These resettlement sites have been put up as part of the Church’s Lingap sa Mamamayan initiative, the INC’s comprehensive outreach program.

Aside from the resettlement sites in Leyte, Agusan del Sur and Oriental Mindoro, the INC has also put up housing and livelihood projects for indigenous peoples in Camarines Norte and South Cotabato.

Earlier this year, the INC put up housing projects for the B’laan tribes in South Cotabato, which was launched together eco-farming and onsite livelihood projects.

A similar project was put up for Kabihug families in Paracale, Camarines Norte. The INC community project includes 300 housing units to serve as permanent shelters for Kabihug families as well as livelihood facilities such as a 20-hectare calamansi orchard, an eco-farm, and a 300-square-meter fish-drying plant.

According to INC general auditor Glicerio B. Santos Jr., the INC’s Lingap sa Mamamayan initiative “is a year-round program of the INC Executive Minister Brother Eduardo V. Manalo that has been actively providing material and spiritual help to Iglesia and non-Iglesia members all over the country.”
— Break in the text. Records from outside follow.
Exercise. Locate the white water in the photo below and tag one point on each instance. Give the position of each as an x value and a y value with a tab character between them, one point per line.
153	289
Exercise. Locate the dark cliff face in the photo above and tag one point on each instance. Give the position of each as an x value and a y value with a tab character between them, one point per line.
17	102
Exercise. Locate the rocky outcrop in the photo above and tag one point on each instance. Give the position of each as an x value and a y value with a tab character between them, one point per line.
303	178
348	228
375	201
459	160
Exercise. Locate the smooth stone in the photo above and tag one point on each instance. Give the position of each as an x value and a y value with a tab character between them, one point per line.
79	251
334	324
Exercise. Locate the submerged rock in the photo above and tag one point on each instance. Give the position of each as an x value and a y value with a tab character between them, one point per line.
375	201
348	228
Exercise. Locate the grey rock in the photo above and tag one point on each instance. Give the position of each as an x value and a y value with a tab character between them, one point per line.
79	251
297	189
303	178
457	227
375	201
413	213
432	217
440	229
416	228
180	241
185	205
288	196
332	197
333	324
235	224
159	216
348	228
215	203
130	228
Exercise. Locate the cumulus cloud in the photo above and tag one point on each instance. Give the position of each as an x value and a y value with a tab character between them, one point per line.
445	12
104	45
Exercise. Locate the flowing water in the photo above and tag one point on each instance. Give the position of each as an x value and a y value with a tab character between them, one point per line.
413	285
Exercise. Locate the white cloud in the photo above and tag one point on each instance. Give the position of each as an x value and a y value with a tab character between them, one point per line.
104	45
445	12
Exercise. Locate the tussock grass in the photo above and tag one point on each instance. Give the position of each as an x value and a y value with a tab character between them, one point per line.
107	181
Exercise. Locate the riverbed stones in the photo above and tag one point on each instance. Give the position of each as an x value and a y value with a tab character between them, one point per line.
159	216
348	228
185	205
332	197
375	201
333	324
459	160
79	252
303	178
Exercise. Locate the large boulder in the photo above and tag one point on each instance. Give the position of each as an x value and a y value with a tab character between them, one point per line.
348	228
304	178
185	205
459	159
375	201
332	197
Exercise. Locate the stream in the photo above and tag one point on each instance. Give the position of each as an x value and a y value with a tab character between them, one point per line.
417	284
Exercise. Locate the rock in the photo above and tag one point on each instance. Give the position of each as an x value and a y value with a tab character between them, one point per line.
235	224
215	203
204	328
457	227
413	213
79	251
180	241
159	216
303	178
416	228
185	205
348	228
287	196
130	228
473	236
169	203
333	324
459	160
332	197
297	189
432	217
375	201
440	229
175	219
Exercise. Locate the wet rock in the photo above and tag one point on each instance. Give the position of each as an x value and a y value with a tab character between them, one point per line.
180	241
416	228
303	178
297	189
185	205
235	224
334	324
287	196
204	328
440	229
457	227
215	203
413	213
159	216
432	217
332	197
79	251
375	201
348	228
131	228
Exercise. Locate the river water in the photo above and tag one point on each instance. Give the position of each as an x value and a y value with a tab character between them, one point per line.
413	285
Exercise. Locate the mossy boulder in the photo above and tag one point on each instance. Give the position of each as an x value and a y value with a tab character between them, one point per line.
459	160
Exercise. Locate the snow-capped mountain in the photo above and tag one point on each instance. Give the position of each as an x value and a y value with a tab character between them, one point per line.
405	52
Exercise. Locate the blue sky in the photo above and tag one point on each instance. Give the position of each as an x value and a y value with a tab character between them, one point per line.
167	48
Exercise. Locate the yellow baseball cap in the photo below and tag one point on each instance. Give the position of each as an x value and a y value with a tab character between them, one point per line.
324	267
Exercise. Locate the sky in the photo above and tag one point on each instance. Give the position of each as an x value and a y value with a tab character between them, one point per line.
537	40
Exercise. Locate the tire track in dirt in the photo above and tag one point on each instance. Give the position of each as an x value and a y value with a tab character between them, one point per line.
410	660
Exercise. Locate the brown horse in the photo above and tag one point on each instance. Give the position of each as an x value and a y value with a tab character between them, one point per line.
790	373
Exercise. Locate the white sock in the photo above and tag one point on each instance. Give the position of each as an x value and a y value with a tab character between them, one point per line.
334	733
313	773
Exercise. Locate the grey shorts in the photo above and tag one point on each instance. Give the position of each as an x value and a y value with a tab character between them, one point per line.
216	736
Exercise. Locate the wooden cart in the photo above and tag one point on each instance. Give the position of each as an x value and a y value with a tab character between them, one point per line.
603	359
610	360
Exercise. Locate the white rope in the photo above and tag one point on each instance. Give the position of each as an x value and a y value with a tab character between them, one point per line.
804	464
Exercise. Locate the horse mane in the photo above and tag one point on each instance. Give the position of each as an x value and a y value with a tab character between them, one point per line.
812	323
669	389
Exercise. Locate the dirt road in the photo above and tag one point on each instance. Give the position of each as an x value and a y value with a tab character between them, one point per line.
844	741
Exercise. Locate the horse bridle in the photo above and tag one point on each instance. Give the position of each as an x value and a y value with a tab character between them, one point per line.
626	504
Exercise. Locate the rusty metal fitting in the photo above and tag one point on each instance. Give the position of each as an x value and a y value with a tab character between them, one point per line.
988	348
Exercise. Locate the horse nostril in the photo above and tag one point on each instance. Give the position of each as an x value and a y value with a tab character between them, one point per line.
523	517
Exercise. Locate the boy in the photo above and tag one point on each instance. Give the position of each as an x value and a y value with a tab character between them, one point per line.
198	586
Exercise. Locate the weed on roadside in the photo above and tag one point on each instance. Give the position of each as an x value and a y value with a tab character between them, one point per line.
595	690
“We envision an expansion of this initiative through the participation of our brethren from other socio-civic and religious groups so we can have a bigger impact on poverty reduction,” the INC official explained.

“The housing component of our outreach activities is part and parcel of our holistic approach to our outreach activities, which also include onsite livelihood programs so that our brothers and sisters in need will not only have roofs over their heads, but also the means to put food on their tables.”

Santos added that Brother Eduardo V. Manalo has directed the Church to step up its regular and continuing outreach programs to needy communities all over the country so that these can dovetail with Duterte’s call for the whole country to support government efforts to uplift the welfare of the people.